İki gün sonra yılbaşı. Yeni bir yıla daha gireceğiz. Her şeyin yenisi heyecan verir, sevinç getirir, umut yaratır. Mutlu eder. Onun için her yılbaşında herkes birbirini kutlar, mutluluklar diler.

          Son on yıla baktığımızda bu dileklerin pek karşılık bulmadığını ve ne yazık ki her gelen yeni yılın bir öncekini arattığını görüyoruz.

          Zor geçen yılların son gününde geriye bakıp nereden nereye geldiğimizi, neler kazanıp, neler kaybettiğimizi değerlendirdik mi? Yeni yılın ilk saatlerinde bizleri nelerin beklediğini, ne gibi sürpriz gelişmelere hazırlıklı olmamız gerektiğini hiç düşündük mü?

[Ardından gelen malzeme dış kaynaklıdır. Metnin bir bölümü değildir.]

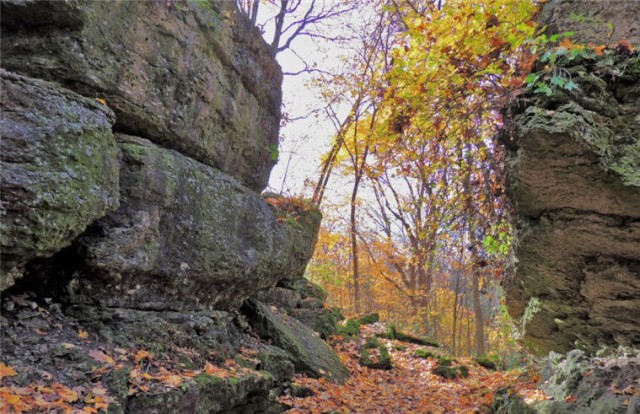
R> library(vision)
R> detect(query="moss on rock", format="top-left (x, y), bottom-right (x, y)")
top-left (0, 70), bottom-right (119, 291)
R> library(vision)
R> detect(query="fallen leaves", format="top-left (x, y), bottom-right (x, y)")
top-left (280, 325), bottom-right (545, 413)
top-left (0, 363), bottom-right (17, 379)
top-left (0, 381), bottom-right (108, 413)
top-left (88, 349), bottom-right (115, 366)
top-left (134, 350), bottom-right (153, 362)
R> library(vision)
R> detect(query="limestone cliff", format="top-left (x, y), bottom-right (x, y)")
top-left (0, 1), bottom-right (347, 412)
top-left (503, 3), bottom-right (640, 355)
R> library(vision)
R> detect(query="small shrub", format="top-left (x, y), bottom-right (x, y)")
top-left (474, 356), bottom-right (499, 371)
top-left (437, 356), bottom-right (452, 367)
top-left (337, 319), bottom-right (361, 336)
top-left (364, 337), bottom-right (381, 349)
top-left (356, 313), bottom-right (380, 325)
top-left (337, 313), bottom-right (379, 337)
top-left (414, 349), bottom-right (435, 359)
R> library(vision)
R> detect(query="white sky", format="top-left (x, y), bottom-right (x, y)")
top-left (257, 1), bottom-right (365, 198)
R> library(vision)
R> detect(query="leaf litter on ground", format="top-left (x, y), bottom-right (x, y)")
top-left (279, 324), bottom-right (547, 413)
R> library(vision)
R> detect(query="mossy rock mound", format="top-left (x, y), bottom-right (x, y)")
top-left (359, 338), bottom-right (393, 370)
top-left (432, 364), bottom-right (468, 379)
top-left (383, 325), bottom-right (440, 347)
top-left (243, 299), bottom-right (350, 384)
top-left (474, 356), bottom-right (499, 371)
top-left (414, 349), bottom-right (436, 359)
top-left (337, 313), bottom-right (380, 337)
top-left (128, 373), bottom-right (278, 414)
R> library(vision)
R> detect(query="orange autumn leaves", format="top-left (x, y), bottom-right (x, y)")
top-left (279, 326), bottom-right (545, 413)
top-left (0, 347), bottom-right (265, 413)
top-left (1, 362), bottom-right (109, 414)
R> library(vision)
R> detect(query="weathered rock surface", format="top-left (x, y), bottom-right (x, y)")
top-left (0, 1), bottom-right (336, 412)
top-left (1, 0), bottom-right (282, 191)
top-left (256, 346), bottom-right (296, 382)
top-left (126, 372), bottom-right (280, 414)
top-left (0, 293), bottom-right (285, 414)
top-left (492, 350), bottom-right (640, 414)
top-left (243, 299), bottom-right (350, 384)
top-left (0, 70), bottom-right (119, 291)
top-left (30, 135), bottom-right (321, 311)
top-left (538, 0), bottom-right (640, 48)
top-left (253, 279), bottom-right (343, 339)
top-left (66, 305), bottom-right (242, 360)
top-left (502, 51), bottom-right (640, 354)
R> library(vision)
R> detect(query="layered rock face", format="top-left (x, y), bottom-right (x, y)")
top-left (1, 1), bottom-right (347, 412)
top-left (1, 0), bottom-right (281, 191)
top-left (503, 5), bottom-right (640, 355)
top-left (37, 135), bottom-right (321, 311)
top-left (1, 70), bottom-right (120, 290)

          Bunları yaptığımızı pek sanmıyorum. Genelde insanlar o anlarını üç ayrı grup halinde ve farklı eylemler içinde geçirdiler. Birinciler lüks otellerin balo salonlarında çılgınca eğlenerek, en pahalı şampanyaları saat 00.00’ı gösterdiğinde patlatarak giden yıla güle güle, yeni yıla hoş geldin dediler. Bir gece için harcadıkları ve orta gelir düzeyinde bir emekçinin bir yıllık kazancına eşdeğer parayı, geçen yıl içinde işbirlikleri sayesinde kolay kazanmışlardı. Bunun gelecek yılda devam edeceğinden kuşkuları yoktu.

          Yukarıdaki mutlu azınlığın dışında kalan sade vatandaşların oluşturduğu ikinci grup kendi evlerinde eşi ve çocuklarıyla yılbaşı geçirdiler. Mütevazi sofralarında belki o akşam fazladan bir hindi budu, tatlı olarak ucuzundan şekerpare. Yemek sonrası kuruyemiş eşliğinde içilen boza ve TV kanallarının eğlence programlarında bir gezinti. Bunlar ise toplumun çoğunluğunu oluşturan bulduğuna şükredenler kesimiydi.

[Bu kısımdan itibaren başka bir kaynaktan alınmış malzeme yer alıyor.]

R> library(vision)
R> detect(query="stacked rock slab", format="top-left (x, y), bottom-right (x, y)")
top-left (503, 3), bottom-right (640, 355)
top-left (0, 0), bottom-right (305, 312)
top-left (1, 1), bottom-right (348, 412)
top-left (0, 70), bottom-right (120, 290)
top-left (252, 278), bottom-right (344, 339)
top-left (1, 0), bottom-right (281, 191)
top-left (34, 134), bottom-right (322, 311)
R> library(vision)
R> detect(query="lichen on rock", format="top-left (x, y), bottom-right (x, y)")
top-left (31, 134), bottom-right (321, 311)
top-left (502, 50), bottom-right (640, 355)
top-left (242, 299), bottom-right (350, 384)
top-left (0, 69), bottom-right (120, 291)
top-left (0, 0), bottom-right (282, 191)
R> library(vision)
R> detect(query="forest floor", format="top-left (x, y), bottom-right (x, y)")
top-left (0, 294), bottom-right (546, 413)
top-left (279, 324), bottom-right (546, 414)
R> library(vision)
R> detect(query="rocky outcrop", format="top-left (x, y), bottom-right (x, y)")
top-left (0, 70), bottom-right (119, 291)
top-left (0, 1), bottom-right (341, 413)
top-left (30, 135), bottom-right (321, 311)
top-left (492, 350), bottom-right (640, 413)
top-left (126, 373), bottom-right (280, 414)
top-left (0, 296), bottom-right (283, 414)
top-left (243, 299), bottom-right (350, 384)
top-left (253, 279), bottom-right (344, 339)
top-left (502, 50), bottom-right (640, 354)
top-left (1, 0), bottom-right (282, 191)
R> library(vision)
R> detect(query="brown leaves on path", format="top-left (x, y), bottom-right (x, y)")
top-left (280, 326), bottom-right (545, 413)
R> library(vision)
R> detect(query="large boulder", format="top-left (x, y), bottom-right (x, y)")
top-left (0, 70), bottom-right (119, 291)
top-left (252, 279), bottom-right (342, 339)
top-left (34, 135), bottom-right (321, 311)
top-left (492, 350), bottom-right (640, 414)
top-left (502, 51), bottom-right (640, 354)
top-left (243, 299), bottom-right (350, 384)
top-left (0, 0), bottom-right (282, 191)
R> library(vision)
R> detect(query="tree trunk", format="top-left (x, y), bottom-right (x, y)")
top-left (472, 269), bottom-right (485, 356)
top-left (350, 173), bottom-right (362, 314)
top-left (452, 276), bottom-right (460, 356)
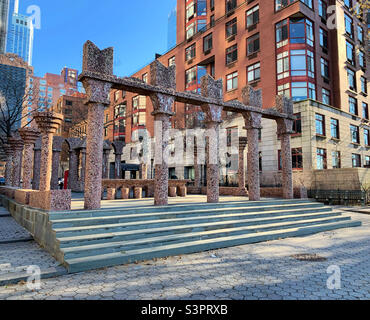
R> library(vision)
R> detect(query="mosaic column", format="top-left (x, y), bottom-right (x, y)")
top-left (242, 86), bottom-right (263, 201)
top-left (8, 135), bottom-right (24, 188)
top-left (79, 147), bottom-right (86, 189)
top-left (51, 137), bottom-right (64, 190)
top-left (3, 144), bottom-right (14, 186)
top-left (140, 163), bottom-right (148, 180)
top-left (238, 137), bottom-right (248, 194)
top-left (80, 41), bottom-right (113, 210)
top-left (102, 142), bottom-right (112, 179)
top-left (149, 60), bottom-right (176, 206)
top-left (276, 96), bottom-right (294, 199)
top-left (201, 75), bottom-right (223, 203)
top-left (68, 150), bottom-right (78, 190)
top-left (112, 141), bottom-right (125, 179)
top-left (19, 128), bottom-right (40, 190)
top-left (33, 112), bottom-right (64, 192)
top-left (194, 138), bottom-right (202, 189)
top-left (32, 138), bottom-right (42, 190)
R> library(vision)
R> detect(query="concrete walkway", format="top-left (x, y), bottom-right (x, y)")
top-left (0, 205), bottom-right (67, 286)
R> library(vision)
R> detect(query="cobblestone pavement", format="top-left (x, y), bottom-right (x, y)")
top-left (0, 210), bottom-right (369, 300)
top-left (0, 213), bottom-right (31, 243)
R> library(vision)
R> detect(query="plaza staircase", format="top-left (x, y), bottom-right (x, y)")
top-left (47, 199), bottom-right (361, 273)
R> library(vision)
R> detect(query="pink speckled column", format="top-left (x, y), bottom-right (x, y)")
top-left (200, 75), bottom-right (224, 204)
top-left (149, 59), bottom-right (176, 206)
top-left (51, 150), bottom-right (61, 190)
top-left (3, 145), bottom-right (14, 186)
top-left (153, 112), bottom-right (172, 206)
top-left (8, 136), bottom-right (24, 188)
top-left (238, 137), bottom-right (248, 194)
top-left (84, 102), bottom-right (106, 209)
top-left (140, 163), bottom-right (148, 180)
top-left (276, 95), bottom-right (294, 200)
top-left (68, 150), bottom-right (78, 190)
top-left (114, 153), bottom-right (122, 179)
top-left (32, 146), bottom-right (41, 190)
top-left (19, 128), bottom-right (40, 190)
top-left (194, 139), bottom-right (201, 189)
top-left (33, 112), bottom-right (64, 192)
top-left (80, 41), bottom-right (114, 210)
top-left (102, 148), bottom-right (111, 179)
top-left (242, 86), bottom-right (263, 201)
top-left (79, 148), bottom-right (86, 189)
top-left (205, 121), bottom-right (221, 203)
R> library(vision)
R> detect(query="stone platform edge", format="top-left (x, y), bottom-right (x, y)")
top-left (0, 195), bottom-right (66, 267)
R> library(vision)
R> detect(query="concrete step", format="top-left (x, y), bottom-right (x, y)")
top-left (64, 220), bottom-right (361, 273)
top-left (50, 202), bottom-right (326, 227)
top-left (61, 215), bottom-right (351, 260)
top-left (57, 210), bottom-right (340, 247)
top-left (54, 209), bottom-right (337, 238)
top-left (49, 199), bottom-right (317, 220)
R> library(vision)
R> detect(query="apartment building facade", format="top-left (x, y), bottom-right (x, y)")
top-left (104, 0), bottom-right (369, 189)
top-left (23, 67), bottom-right (79, 127)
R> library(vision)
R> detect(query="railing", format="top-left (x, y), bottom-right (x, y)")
top-left (308, 190), bottom-right (367, 206)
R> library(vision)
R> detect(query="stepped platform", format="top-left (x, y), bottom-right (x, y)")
top-left (2, 195), bottom-right (362, 273)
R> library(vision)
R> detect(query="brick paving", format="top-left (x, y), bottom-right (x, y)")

          Bir de bunların dışında bu tür eylemleri Hristiyan adeti sayan, noel ile yılbaşını birbirine karıştıran tutucular grubu vardır. Onlar her şeye bir alternatif bulmakta çok yetenekli olduklarından, Mekke’nin fethi diye bir şey uydurup bir araya geldiler.

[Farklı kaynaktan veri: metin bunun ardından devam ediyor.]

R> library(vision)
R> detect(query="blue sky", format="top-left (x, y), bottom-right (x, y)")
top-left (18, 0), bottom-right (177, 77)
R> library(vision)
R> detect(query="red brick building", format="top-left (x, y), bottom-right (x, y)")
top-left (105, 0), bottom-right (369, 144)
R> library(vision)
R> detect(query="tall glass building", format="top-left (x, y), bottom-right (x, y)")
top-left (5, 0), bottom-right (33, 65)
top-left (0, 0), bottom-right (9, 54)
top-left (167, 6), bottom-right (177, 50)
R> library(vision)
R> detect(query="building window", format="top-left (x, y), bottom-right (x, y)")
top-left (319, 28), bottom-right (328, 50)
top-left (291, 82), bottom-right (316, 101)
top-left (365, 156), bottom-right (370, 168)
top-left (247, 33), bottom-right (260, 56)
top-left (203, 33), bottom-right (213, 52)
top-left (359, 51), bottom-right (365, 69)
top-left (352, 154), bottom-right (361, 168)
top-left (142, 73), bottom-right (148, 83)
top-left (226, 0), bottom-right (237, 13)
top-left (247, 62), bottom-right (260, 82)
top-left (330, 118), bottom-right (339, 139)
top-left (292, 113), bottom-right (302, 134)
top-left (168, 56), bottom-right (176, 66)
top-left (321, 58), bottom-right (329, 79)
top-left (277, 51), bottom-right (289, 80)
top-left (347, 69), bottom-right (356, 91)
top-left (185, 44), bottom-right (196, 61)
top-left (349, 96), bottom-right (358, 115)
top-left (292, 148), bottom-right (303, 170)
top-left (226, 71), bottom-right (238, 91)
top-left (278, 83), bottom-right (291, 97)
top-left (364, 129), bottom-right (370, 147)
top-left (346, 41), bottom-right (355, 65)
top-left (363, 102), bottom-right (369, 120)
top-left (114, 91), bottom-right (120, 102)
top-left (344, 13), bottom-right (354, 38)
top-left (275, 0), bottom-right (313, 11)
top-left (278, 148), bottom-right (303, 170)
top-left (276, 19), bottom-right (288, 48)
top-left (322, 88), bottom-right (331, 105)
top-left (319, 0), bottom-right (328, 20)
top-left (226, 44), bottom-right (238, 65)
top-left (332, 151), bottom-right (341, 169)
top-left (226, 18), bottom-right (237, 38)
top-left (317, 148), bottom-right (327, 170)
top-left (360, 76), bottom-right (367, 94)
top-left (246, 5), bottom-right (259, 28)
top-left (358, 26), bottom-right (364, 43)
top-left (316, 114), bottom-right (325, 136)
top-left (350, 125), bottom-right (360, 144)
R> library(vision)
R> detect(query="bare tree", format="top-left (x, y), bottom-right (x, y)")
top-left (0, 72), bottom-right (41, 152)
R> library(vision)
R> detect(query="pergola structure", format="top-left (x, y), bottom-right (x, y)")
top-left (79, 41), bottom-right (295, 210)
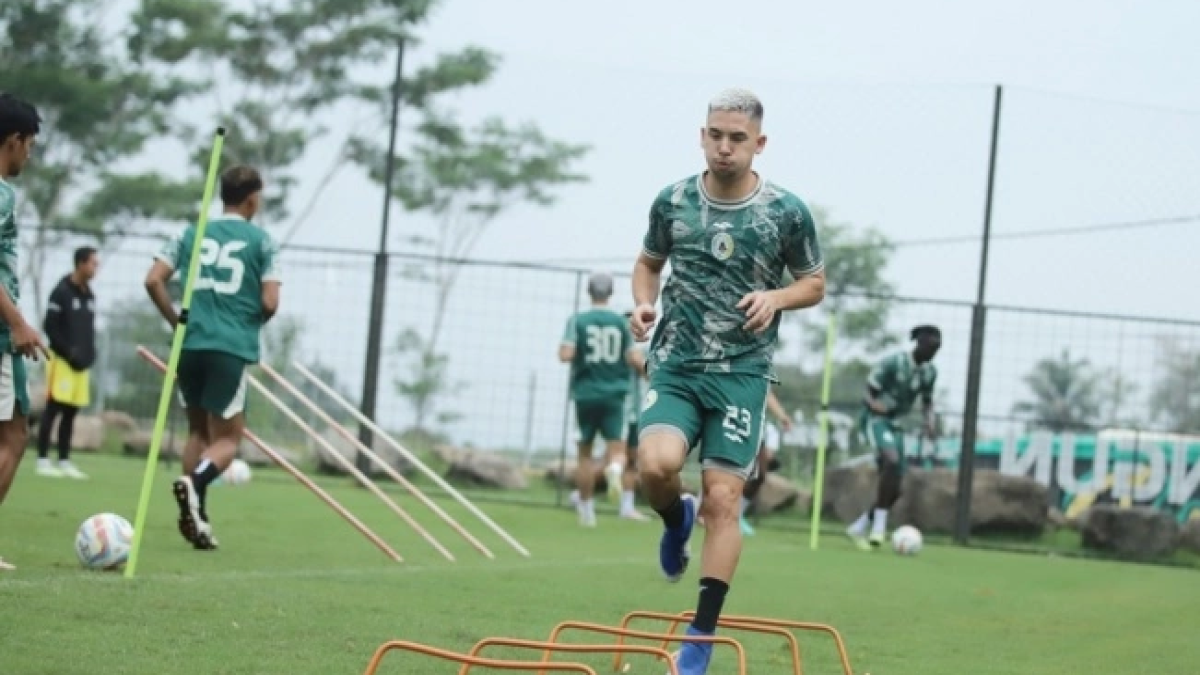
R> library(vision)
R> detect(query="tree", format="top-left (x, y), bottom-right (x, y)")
top-left (128, 0), bottom-right (476, 233)
top-left (0, 0), bottom-right (200, 320)
top-left (794, 206), bottom-right (898, 355)
top-left (1012, 348), bottom-right (1103, 433)
top-left (1148, 337), bottom-right (1200, 434)
top-left (351, 96), bottom-right (590, 432)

          Benzer yeni yıl karşılamaları bu defa da aynen tekrarlanacak. Birinci ve üçüncü gruptan olanların gelecekten fazla bir kaygıları yok. Ancak ikincilerin içinde, olayları gerçekçi görüşle değerlendirenlerin beklentileri geçmişe göre daha da olumsuz. Nasıl olmasın ki;

          Ekonomik göstergeler hep kırmızı çizgilerden dışarı çıkamıyor. Döviz kurlarına bakacak olursak, dolar 2016 başlarında 3 liranın altında iken, birden tırmanışa geçti, haziran sonrası 3 lirayı aştı. 3,5 lirayı yakaladı. Hatta 3,57 lira ile rekor kırdı. Bugünlerde 3,5 un biraz altında her an patlayacak gibi. Yabancı finans çevrelerinin 2017 beklentisi 3,70. Bizim ise 4,00 ü geçmemesi. İşsizlik artmakta, turizm gelirleri düşmekte, ihracat gerilemekte.

         

Böyle olunca yeni yılda dar gelirlilerin geçim sıkıntısı azalmayıp artacak.

          Yeni anayasa ve başkanlık 2017 nin ilk günlerinden itibaren Meclisin başta gelen konusu olacak. Çıkacak sert tartışmalar siyasi havayı gerdikçe gerecek. Bakmayın siz Başkanlık yerine Cumhurbaşkanı sözcüğünü kullanmalarına. Aldatmacadan başka bir şey değil. Hem Cumhur’un başı olacak hem de partili olacak. Hem armut olacak hem de elma. Cumhur tüm vatandaşlardan oluşur. İş referanduma kalırsa bunları belli bir kesime nasıl anlatacağız?

          Terör, dış ilişkiler, eğitim, sağlık, tarım, çevre acil çözüm bekleyen sorunlarla çıkmaza girmiş durumda. İzlenen politikalarla iyileşme bir yana daha da ağırlaşacağı kaygısı artıyor.

          Sonuçta mutlu yıllar yerine Allah yardımcımız olsun demekten başka dilek akla gelmiyor.